I disturbi cognitivi sono spesso accompagnati da disturbi comportamentali e psicologici: depressione, ansia, apatia, ritiro sociale, irritabilità e scoppi di ira, aggressività verbale e fisica, disinibizione con comportamenti non appropriati al contesto.

Ad oggi, purtroppo, non esiste una terapia che possa guarire dal decadimento cognitivo; esistono però numerose cure, farmacologiche e non farmacologiche, che rallentano l’evoluzione della demenza e garantiscono una migliore qualità di vita all’anziano. Si menziona, tra le terapie non farmacologiche, la stimolazione cognitiva: essa consiste in un programma di esercizi, svolti sia in studio con il professionista sia a casa in autonomia, strutturato su misura in base al tipo di decadimento e alle difficoltà dell’anziano. La stimolazione cognitiva consente di rallentare il peggioramento delle funzioni cognitive coinvolte dal decadimento e di potenziare le funzioni cognitive rimaste sane, in modo che possano sopperire alle difficoltà di quelle danneggiate.

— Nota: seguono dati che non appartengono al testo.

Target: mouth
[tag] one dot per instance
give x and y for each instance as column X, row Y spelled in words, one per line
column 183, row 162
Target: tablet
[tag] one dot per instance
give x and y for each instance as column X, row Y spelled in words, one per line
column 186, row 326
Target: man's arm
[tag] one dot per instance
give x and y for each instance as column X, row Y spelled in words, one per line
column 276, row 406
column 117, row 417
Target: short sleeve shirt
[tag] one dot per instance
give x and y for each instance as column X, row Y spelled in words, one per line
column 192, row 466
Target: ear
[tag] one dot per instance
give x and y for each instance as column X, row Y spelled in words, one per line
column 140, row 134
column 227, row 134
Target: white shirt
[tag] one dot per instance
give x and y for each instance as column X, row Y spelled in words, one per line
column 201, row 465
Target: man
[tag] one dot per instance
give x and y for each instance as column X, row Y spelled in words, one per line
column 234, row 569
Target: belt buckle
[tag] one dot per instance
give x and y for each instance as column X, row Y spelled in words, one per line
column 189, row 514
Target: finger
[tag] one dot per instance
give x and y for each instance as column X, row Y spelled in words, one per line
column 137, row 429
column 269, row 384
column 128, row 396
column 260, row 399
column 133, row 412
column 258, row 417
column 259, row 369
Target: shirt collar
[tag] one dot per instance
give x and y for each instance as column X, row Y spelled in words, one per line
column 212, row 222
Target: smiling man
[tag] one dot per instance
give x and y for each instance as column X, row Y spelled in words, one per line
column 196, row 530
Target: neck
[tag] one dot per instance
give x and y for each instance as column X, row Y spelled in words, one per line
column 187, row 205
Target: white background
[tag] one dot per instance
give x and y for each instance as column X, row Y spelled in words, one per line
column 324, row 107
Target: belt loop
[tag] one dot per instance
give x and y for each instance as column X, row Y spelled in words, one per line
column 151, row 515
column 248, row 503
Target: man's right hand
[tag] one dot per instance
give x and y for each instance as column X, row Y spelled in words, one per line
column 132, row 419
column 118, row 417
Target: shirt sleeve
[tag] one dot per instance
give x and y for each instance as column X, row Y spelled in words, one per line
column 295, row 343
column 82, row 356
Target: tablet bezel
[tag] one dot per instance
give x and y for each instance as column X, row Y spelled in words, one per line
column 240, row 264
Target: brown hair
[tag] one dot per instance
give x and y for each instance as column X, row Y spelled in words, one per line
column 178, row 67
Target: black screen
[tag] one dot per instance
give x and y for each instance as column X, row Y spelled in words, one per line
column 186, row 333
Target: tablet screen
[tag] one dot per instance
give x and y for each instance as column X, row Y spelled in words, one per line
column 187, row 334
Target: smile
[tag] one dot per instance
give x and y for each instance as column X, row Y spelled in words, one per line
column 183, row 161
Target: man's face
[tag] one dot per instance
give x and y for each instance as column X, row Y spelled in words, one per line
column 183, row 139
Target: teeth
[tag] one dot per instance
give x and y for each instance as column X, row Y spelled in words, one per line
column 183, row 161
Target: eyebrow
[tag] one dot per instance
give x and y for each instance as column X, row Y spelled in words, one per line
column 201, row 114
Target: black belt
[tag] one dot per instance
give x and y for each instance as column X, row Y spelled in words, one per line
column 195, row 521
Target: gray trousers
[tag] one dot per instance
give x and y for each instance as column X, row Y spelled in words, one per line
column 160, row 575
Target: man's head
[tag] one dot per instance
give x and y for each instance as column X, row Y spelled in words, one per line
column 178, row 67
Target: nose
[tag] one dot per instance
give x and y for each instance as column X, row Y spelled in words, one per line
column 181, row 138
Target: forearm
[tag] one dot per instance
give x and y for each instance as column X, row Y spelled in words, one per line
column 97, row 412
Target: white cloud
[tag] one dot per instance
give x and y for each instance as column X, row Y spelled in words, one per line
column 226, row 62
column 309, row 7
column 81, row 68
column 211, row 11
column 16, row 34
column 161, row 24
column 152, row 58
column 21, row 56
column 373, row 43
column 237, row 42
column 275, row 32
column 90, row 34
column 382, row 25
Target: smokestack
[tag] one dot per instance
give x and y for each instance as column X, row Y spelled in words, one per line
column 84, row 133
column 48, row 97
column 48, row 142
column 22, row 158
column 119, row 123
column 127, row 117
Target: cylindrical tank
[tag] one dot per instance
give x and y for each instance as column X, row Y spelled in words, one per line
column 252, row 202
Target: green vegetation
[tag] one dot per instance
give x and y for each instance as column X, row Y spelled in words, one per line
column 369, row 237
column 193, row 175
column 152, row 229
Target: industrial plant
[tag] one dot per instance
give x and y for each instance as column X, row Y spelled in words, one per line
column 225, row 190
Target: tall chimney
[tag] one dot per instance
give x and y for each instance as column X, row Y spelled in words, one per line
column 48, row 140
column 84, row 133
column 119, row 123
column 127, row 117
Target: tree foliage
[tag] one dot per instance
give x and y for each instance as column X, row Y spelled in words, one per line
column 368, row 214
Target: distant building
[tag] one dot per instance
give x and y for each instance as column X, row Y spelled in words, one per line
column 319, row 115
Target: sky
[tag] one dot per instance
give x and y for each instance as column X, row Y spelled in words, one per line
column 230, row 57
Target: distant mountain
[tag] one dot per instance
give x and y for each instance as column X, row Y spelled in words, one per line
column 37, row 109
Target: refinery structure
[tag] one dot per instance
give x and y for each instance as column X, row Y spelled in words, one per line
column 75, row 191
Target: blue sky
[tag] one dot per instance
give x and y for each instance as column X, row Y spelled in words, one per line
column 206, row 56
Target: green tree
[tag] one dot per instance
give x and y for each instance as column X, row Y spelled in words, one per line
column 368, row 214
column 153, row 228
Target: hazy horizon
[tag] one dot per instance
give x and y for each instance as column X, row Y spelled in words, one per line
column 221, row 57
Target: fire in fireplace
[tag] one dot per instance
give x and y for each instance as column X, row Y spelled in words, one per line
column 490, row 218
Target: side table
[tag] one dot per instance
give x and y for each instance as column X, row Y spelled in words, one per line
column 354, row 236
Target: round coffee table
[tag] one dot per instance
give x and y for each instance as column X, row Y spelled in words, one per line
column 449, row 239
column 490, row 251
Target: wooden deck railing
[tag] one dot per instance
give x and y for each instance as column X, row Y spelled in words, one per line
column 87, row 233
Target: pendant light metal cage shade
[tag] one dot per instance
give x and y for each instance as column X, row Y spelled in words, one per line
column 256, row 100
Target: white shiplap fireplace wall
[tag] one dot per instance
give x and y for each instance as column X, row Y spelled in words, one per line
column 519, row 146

Il benessere dell’anziano con decadimento, infine, dipende anche dall’ambiente circostante e dalle persone che si prendono cura di lui: risulta quindi di fondamentale importanza una presa in carico del nucleo familiare, sia per offrire un supporto psicologico ai caregiver, sia per condividere con loro strategie funzionali con cui gestire la quotidianità con il malato.

La demenza, in conclusione, non può purtroppo essere guarita, ma può essere curata!